En conjunto el sueño es una función restauradora del cuerpo, con producción de defensas y hormonas en la infancia, de recuperación y refuerzo de las funciones cerebrales, de equilibrios fisiológicos y regulación del estado de ánimo. Dormir, además, puede resultar liberador, como señalan los eruditos que han podido desentrañar el famoso y complejo poema Primero sueño de sor Juana. También se ha divulgado la versión de que dada la longitud de la noche, del ocaso al amanecer, en épocas pasadas la gente se dormía temprano y luego había un intermedio seguido de un segundo sueño.

Si alguien quiere sentirse mal, una receta infalible es dormir mal; esto incluye dificultades para conciliar el sueño, despertarse durante la noche, sonambulismo, moverse anormalmente durante el sueño, roncar e incluso dejar de respirar a ratos. Las causas de estos sueños problemáticos son también muy variadas, principalmente factores físicos o psicológicos: el entorno, las actividades previas al sueño, estrés, obesidad, alteración del ciclo sueño-vigilia, por ejemplo debido a un viaje. Los indicios de que se durmió mal son sentirse cansados durante el día, quedarse dormidos en cualquier lugar y estar de malas.

El loable Día Mundial del Sueño, recién celebrado en marzo, exige cariñosamente a los jóvenes universitarios que duerman 7.5 horas, de noche, a buena hora, sin cenar fuerte, sin ver la tele o el celular. Como antes describí, el estado de somnolencia o franco sueño de la población a mi alcance no parece depender de la edad (por ahora no tengo datos sólidos de los vagones masculinos), aunque creo percibir un ligero sesgo hacia los jóvenes; trato de explicármelo pensando en cómo se ven expuestos a estímulos constantes de todo tipo, voluntarios o no.

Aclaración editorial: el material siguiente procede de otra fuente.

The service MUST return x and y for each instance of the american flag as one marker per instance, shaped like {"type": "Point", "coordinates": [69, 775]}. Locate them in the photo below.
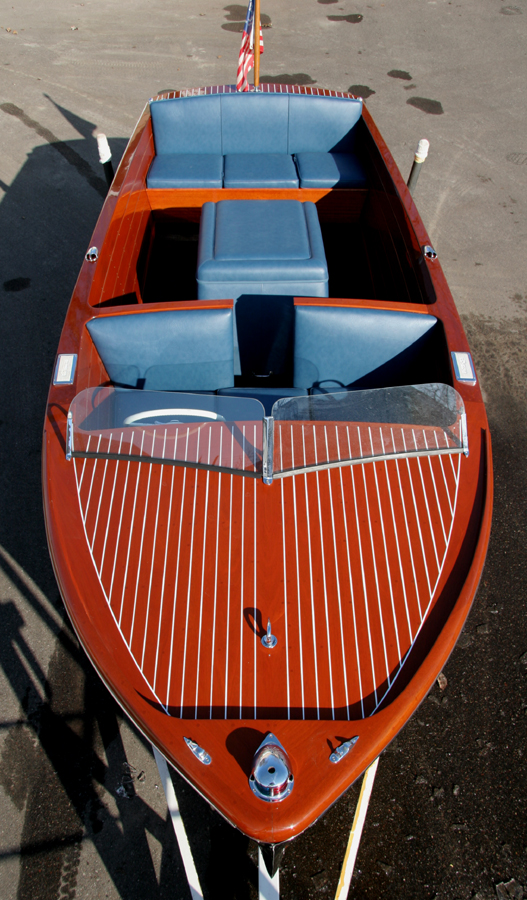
{"type": "Point", "coordinates": [246, 58]}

Debo confesar, sin embargo, que a veces me asalta una duda, sobre todo cuando yo misma vengo cansada a las 7 a. m.: ¿no será que cerrar los ojos en público es una forma de no entablar contacto visual, a su vez una manera de no reconocer que alguien requiere que se le ceda el asiento porque viene cansada? Aunque si a pretextos vamos, dense una vuelta al pasado con la canción de Petula Clark “No te duermas en el metro”, de mediados de los años 70.